Perplexing Problem with PFSense
-
@itworxnz Different physical houses? With different grounds? I’d expect copper linking them to ground them together putting voltage on the wires. That can burn ports out. Use fiber between buildings.
Aside from that I’ve seen a bad NIC or switch port cause a switch to go wonky.
-
Realtek NICs that are throwing watchdog timeouts will almost inevitably stop responding at some point.
You could try the alternative driver. But you'd be better of using something with Intel NICs.Steve
-
The Switches are managed?
Do you use Loop Protection or Spanning Tree?
It could be a Loop, this will broadcast your Gateway out of the world.
And SteveITS point with the ground is very important! -
@ITWorxNZ I had a similar problem but it was some years ago and eventually an upgrade of the device in question solved the issue. It turned out to be a laptop which would occasionally go bananas and completely flood the network. Disconnecting or rebooting it solved it until next time.
So I'm thinking @NOCling has a good point on the Loop issue, I would investigate that. Is it always the same houses that you need to disconnect?
-
Yes, what actually fails when this happens?
Can any house ping any other house?
-
@steveits Hmm, that is interesting about the grounding. Will put that on the list to look into. We've changed switches and routers and the problem still happens.
-
@stephenw10 Tried the 197 driver, one of the NICs didn't like it. But I tend to discount the timeouts, as we got them on the Intel NIC machine too, and the time it happens doesn't correspond with the outages.
-
@itworxnz Wouldn't grounding just fault the involved Eth port, not the entire switch? Which means if it's something from one of the houses, at max it would create a problem for that house, not everyone else?
-
(Replies all done as one post. Thanks to all)
The network just goes unresponsive. Can't even ping the PFsense box.
No loop protection or spanning tree, the switches are all unmanaged.
It's always the same two blocks out of seven that seem to cause it, but everyone is affected.

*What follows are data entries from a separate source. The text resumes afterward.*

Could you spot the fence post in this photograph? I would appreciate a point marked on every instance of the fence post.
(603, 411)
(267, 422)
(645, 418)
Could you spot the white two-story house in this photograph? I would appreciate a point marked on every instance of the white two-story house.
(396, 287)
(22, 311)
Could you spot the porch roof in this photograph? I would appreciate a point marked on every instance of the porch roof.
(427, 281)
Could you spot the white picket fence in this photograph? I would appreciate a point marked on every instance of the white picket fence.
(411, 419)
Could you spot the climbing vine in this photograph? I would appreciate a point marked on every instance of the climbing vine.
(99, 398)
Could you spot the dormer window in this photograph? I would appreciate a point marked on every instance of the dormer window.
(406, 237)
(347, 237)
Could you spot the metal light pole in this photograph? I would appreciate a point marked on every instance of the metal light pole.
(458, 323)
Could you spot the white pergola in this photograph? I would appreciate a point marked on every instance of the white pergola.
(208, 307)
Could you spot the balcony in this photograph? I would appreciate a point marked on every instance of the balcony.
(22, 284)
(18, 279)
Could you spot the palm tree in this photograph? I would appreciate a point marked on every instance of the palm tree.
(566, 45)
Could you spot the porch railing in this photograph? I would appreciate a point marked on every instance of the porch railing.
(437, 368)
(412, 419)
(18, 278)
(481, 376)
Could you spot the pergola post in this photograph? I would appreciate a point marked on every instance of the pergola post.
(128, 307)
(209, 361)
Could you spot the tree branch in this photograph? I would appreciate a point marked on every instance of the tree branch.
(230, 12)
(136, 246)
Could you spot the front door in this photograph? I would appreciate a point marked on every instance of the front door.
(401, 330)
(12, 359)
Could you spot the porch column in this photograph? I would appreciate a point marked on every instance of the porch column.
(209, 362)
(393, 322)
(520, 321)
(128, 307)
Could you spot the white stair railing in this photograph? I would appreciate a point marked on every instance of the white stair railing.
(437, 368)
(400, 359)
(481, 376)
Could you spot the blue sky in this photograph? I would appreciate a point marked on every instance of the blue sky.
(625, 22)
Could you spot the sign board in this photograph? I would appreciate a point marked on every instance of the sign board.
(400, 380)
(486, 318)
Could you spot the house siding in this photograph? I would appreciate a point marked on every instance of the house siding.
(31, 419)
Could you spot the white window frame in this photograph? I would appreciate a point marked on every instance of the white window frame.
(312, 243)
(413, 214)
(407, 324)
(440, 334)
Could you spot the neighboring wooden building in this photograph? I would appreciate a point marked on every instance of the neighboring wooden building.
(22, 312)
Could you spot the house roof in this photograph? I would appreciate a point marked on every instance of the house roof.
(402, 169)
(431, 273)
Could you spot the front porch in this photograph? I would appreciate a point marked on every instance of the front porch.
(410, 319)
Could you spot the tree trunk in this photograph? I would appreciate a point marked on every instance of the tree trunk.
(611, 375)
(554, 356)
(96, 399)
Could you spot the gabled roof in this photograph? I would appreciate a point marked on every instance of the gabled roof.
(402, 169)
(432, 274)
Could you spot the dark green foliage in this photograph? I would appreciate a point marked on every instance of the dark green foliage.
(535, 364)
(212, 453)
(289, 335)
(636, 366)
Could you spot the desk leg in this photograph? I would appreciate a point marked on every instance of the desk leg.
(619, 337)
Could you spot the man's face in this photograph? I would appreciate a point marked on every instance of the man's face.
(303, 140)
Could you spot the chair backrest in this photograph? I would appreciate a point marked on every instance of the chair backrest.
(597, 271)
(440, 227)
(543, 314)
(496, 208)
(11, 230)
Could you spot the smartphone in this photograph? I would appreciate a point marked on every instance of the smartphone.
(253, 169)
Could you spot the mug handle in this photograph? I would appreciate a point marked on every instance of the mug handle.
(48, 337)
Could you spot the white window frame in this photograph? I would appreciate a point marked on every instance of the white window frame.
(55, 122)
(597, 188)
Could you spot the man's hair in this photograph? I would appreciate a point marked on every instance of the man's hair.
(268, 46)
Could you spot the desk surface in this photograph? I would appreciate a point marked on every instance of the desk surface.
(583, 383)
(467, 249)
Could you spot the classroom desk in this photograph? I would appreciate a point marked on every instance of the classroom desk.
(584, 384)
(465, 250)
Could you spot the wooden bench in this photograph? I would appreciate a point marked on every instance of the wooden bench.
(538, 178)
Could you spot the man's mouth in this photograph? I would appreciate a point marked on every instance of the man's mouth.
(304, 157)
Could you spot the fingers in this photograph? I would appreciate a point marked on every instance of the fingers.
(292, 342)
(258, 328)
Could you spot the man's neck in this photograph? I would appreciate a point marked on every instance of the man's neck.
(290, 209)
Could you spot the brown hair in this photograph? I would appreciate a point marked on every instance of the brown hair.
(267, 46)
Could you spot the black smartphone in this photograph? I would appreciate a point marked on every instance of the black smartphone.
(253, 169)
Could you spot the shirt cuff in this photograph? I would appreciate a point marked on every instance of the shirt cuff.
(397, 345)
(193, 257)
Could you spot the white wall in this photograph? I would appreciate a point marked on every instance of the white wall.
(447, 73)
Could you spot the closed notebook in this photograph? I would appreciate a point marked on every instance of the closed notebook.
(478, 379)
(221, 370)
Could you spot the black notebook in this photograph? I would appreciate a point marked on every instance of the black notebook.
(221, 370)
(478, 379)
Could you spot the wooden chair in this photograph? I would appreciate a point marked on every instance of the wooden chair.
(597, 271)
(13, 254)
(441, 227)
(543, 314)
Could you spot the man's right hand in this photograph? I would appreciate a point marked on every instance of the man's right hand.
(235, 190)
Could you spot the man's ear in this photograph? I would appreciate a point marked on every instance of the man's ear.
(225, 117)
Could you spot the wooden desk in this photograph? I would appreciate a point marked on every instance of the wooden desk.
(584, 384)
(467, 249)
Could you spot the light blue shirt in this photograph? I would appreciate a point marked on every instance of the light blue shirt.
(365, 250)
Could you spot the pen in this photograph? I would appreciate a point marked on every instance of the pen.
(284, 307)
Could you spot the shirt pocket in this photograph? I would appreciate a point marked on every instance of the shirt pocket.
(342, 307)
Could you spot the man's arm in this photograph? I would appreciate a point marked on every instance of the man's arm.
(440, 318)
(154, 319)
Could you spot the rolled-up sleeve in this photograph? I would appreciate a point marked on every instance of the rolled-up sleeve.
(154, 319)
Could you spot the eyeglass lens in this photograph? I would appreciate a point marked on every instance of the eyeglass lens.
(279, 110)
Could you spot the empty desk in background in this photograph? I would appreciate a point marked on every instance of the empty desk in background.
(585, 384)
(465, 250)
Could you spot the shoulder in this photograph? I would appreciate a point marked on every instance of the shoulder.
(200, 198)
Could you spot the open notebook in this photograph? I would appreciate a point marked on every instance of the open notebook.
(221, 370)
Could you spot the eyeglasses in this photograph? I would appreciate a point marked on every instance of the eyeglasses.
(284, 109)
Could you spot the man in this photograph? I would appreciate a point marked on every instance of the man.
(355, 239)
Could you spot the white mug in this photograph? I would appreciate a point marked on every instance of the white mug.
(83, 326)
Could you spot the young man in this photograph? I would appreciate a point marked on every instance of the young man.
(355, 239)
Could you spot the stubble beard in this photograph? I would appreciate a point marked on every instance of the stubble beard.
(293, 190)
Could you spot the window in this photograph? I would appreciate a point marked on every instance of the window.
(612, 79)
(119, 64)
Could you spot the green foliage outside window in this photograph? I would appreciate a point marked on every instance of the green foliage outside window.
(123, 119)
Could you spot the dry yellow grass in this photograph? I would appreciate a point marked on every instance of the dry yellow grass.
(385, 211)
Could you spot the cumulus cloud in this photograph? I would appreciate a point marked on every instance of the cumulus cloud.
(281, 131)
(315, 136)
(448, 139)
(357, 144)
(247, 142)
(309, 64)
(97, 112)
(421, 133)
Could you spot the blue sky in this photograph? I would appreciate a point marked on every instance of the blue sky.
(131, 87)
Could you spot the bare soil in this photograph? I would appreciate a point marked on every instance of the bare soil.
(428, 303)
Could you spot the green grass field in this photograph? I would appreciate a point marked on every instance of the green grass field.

But now I'm thinking that if we bypass the wired connections in the wall, that will more or less prove that we have a CAT5 fault somewhere and it's time to replace wires. That's about the only thing we haven't done.
Today I tried to change the DNS settings from a forwarder to a resolver, but I couldn't make it work. Might have to talk to the ISP.
Is there a guide somewhere to correctly interpreting the output from pftop?
-
@gblenn said in Perplexing Problem with PFSense:
@itworxnz Wouldn't grounding just fault the involved Eth port, not the entire switch? Which means if it's something from one of the houses, at max it would create a problem for that house, not everyone else?
I should clarify I wasn’t necessarily saying that was OP’s problem, but it can cause devices to be flaky or burn out, especially around electrical storms.
Reference for OP: https://www.cablinginstall.com/cable/article/16465312/ground-potentials-and-damage-to-lan-equipment
-
@itworxnz said in Perplexing Problem with PFSense:
It's always the same two blocks out of seven that seem to cause it, but everyone is affected.
If the router/gateway went down everyone would be affected but the different hosts in the same subnet would still be able to connect to each other. Can we assume that isn't case?
When this happens if you run a pcap somewhere do you see anything incoming?
-
@itworxnz If it's a cable fault and the problem occurs intermittently, it has to be something physically affecting the cable doesn't it. Temperature variations, vibrations or movement somehow...? But even if that happens, how does that create a loop? One cable can't really make a loop, unless there is an additional cable which is broken, but sometimes "springs to life" activating the loop?
It's always the same two blocks out of seven that seem to cause it, but everyone is affected.
Assuming it is a loop fault with two blocks involved you would need a direct connection between those two block switches somehow. The way you built it, cables run from master switch to each of the block switches, and that's it, right?
So if you didn't put a cable connecting two blocks directly, it would have to be the tenants making it happen somehow? Two houses in different blocks, sharing connection on the main subnet (wan side of house routers). -
@steveits said in Perplexing Problem with PFSense:
Different physical houses? With different grounds? I’d expect copper linking them to ground them together putting voltage on the wires. That can burn ports out. Use fiber between buildings.
While I agree it's a bad idea to run copper between buildings, there is no electrical connection between the NIC and cable. NICs have a transformer for passing the signal, but blocks low frequencies, such as power. Also, twisted pair Ethernet was designed to share cables with telephones, where there could be 90V 20Hz ringing current.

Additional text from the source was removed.